Load Big Excel Files


Just as an introduction, when loading excel files we can use one of two methods that, in simple terms, can be explained in the following way:


    - DOM - All the structure and content of the file is loaded at once into memory;


    - SAX - Use a stream to sequentially load elements as they are being used.


The problem with the DOM approach (used by the Excel To RecordList widget) is that, by loading every piece of data and structure into memory we may end up with a big RAM consumption when handling big Excel files.


In the cases where we are handling big files, the SAX approach may be a good option in order to avoid that excessive RAM consumption.


Microsoft provides an API called Open XML SDK that can be used to read excel files written in OpenXML format (.xlsx).
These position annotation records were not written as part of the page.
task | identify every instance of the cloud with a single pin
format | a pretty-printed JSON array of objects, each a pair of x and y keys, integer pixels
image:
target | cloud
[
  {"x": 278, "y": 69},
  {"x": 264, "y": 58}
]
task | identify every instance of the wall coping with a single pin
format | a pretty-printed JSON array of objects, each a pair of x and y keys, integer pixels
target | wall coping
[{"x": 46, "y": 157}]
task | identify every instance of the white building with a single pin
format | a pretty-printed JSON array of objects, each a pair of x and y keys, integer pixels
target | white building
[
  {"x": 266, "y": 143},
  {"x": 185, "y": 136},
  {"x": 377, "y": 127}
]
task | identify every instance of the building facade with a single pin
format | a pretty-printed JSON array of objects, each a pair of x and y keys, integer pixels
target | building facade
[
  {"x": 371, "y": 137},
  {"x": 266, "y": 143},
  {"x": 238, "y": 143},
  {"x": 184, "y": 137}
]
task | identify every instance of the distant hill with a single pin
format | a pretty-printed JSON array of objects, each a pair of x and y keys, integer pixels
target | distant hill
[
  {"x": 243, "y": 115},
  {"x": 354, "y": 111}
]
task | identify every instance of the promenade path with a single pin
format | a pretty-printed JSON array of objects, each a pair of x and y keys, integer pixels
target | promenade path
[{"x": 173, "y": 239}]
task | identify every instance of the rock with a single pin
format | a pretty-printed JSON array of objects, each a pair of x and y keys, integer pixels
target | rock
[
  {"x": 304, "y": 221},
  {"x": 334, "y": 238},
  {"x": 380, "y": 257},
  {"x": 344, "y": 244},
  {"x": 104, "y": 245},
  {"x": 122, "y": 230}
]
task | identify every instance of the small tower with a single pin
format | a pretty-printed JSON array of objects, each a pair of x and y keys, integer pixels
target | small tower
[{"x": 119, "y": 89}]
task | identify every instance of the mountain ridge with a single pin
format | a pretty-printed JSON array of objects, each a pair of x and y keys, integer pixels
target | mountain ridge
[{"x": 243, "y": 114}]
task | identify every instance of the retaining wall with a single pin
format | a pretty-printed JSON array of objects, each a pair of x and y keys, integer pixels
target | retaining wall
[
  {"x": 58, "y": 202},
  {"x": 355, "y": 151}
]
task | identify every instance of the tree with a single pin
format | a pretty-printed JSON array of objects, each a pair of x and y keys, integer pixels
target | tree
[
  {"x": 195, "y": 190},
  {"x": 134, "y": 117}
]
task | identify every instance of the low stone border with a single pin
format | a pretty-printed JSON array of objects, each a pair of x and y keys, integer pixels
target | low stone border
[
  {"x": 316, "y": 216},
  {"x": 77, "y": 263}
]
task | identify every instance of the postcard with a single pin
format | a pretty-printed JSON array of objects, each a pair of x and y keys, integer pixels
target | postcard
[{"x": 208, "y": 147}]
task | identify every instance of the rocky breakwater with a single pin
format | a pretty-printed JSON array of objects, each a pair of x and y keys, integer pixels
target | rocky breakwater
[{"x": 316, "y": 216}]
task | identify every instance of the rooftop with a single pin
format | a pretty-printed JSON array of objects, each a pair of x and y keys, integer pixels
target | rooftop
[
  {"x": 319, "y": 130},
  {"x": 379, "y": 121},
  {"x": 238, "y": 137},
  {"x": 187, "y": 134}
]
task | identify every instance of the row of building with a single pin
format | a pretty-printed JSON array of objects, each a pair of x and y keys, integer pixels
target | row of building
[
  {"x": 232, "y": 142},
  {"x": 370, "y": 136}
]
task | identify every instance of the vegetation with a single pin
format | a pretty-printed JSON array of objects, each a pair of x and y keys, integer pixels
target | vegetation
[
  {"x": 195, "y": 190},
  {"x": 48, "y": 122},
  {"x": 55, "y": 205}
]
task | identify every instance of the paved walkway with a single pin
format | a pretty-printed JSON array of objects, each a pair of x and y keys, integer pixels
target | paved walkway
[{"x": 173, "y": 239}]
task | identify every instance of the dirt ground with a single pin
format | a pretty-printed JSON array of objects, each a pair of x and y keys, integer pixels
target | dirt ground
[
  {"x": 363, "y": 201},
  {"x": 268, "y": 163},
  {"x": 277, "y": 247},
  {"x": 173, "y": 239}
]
Take in consideration that OpenXML is the standard format for excel files since Office 2007, so this API can only be used in files saved in these versions.


The Open XML SDK allows both DOM and SAX reading implementations and can be used as standalone dependency, not requiring any component installation in the frontends, allowing it's use simple use in cloud environments.


Also keep in mind that since we are working with a Windows DLL you will only be able to use it in installations using the .NET stack.


By using the SAX method with the Open XML SDK we are able to reduce the RAM consumption, increasing server’s availability and therefore allow the scalability of the solution;


Depending on the Platform version you are working with you may want to use a different version of the OpenXML SDK:


    - Outsystems v8 - OpenXML SDK 2.0 (http://www.microsoft.com/en-us/download/details.aspx?id=5124)

    - Platform 9 - OpenXML SDK 2.5 (http://www.microsoft.com/en-us/download/details.aspx?id=30425)


A complete set of documentation and examples on the usage of the SDK can be find at https://msdn.microsoft.com/en-us/library/office/bb448854.aspx.


As additional information regarding the usage of the SAX and the Open XML SDK API you can refer to the following links:







Regarding the methods to obtain the real value of each cell, there are several specifics regarding the way the Excel files are saved so my recommendation is for you to check documentation regarding SharedStringPart, NumberingFormats, CellFormats, etc.


Here are some resources you can use to put you in the correct direction:


    - NumberingFormats/CellFormats: http://stackoverflow.com/questions/19034805/how-to-distinguish-inline-numbers-from-ole-automation-date-numbers-in-openxml-sp/19582685#19582685;

    - SharedStringPart: http://www.sqlscientist.com/2014/04/get-column-header-list-from-excel-using.html.


A possible way of applying this method is to use the OpenXML SDK somehow in the way explained before and insert the excel data into a database entity, which allows a simpler use inside an Outsystems eSpace.


Hope this is useful.




Carlos Sousa.

Hi Carlos!  Can this be used to eliminate errors caused by large Excel loads?  For instance, I have an issue if my excel file is over 4000 rows OS breaks.  So I have to break up Excel files into 3999 row blocks...not fun.
Taking in consideration the amount of rows you're talking about I don't think the problem is related to the RAM consumption, unless of course, you've a huge number of columns or a massive amount of data in some fields.

You probably are hitting someother problem and my sugestion would be for you to perfectly understand what's going on, since by using the built-in methods will be able to develop the application much faster.

This method and the information in the post targets more extreme scenarios

In some previous usages I've done of the Open XML SDK I was working with the max amount of lines allowed in a xlsx file (1,048,576) so 4000 will not be a problem for sure.